It’s a baby whining at me constantly for attention one day, and the next roughhousing with her sister like I’m barely there. It’s back pain and chiropractor visits from near-constant motion, getting two kids in and out of car seats, and carrying a purse filled with all of their things, that’s the size of my first apartment.
It’s making two cups of coffee before I take one sip, because I forgot to put in coffee grounds, or a filter, or because I spilled it all over, after a night up with a kid—it’s needing coffee to make coffee, and the maid is off duty.
It’s finding a random tiny toenail in the dining room, or a dustbunny in the bathroom, and only kind of caring, because, mostly, I’m proud of the general tidiness of my house with four people living and playing inside—this orderliness that would likely have repulsed pre-kid me, and it’s how sorry I now am for all of the time I wasted cleaning a bathroom that really didn’t need it.

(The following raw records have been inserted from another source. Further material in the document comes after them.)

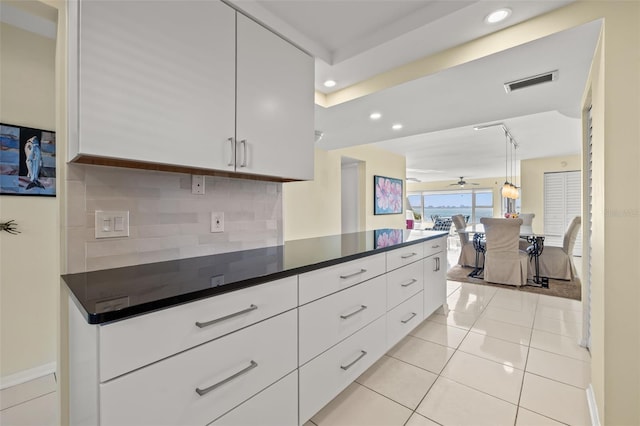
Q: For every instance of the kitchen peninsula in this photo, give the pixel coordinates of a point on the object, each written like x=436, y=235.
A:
x=227, y=338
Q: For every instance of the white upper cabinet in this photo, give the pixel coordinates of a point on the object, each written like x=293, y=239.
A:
x=275, y=109
x=156, y=82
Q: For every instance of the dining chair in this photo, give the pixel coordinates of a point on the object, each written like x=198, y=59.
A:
x=557, y=262
x=504, y=262
x=527, y=222
x=467, y=252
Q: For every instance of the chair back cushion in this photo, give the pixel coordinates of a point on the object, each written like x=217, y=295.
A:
x=460, y=224
x=502, y=234
x=570, y=235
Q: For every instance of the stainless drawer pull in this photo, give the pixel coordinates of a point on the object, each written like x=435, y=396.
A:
x=348, y=366
x=228, y=379
x=361, y=271
x=233, y=153
x=226, y=317
x=362, y=308
x=408, y=283
x=413, y=315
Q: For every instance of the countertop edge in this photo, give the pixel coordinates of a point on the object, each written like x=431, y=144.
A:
x=104, y=318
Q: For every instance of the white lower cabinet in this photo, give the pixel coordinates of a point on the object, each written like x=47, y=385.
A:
x=199, y=385
x=327, y=321
x=264, y=355
x=328, y=374
x=435, y=282
x=404, y=318
x=275, y=406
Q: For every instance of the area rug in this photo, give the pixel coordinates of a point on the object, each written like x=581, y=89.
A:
x=559, y=288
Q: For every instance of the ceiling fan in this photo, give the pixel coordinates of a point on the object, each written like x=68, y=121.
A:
x=462, y=183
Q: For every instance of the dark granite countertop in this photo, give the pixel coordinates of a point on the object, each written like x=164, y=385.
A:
x=119, y=293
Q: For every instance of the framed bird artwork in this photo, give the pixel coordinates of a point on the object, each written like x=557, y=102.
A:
x=27, y=161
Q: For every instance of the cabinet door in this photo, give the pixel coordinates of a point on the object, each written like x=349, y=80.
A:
x=156, y=81
x=275, y=110
x=435, y=282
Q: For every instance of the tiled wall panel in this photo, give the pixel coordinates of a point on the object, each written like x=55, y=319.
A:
x=166, y=220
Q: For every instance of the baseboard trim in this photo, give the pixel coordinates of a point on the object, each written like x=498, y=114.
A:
x=593, y=407
x=27, y=375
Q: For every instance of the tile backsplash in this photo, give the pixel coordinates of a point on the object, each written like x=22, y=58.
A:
x=166, y=220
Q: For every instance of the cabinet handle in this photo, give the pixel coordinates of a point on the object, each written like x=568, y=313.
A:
x=226, y=317
x=413, y=315
x=406, y=256
x=245, y=370
x=361, y=271
x=360, y=309
x=243, y=142
x=348, y=366
x=408, y=283
x=233, y=152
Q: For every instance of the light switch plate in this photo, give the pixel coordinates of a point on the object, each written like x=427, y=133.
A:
x=197, y=184
x=112, y=224
x=217, y=222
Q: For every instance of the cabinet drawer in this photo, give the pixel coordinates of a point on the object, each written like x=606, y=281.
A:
x=404, y=256
x=275, y=406
x=316, y=284
x=404, y=318
x=404, y=283
x=136, y=342
x=327, y=321
x=226, y=371
x=434, y=246
x=327, y=375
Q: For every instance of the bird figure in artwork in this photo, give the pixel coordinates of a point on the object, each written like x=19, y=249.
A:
x=33, y=161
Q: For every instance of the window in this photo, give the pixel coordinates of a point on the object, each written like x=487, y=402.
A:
x=471, y=203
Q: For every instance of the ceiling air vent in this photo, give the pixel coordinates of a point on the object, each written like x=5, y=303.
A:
x=531, y=81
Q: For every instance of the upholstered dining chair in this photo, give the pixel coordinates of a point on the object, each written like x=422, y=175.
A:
x=467, y=252
x=557, y=262
x=504, y=262
x=527, y=222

It’s a pink-and-white teepee in the corner of the family room, and my CD towers hidden in a closet so they don’t fall over and hurt someone. It’s the subwoofer being used as a launch pad for rocket ships instead of house parties. It’s my husband’s leather chair being used to store Disney princess dolls, Little People and various toy parts.
Motherhood is this picture in my heart of these two lives that I’ve created and am raising the best that I can. It’s knowing every day that I’ve failed at something. It’s going to bed and understanding that I’m doing my best, and that there’s always another day of cuddles, errands, school bus waiting, breastfeeding, doctor appointments, gymnastics lessons and new teeth to count. It’s finding this one moment in a messy hour to stop and take it all in.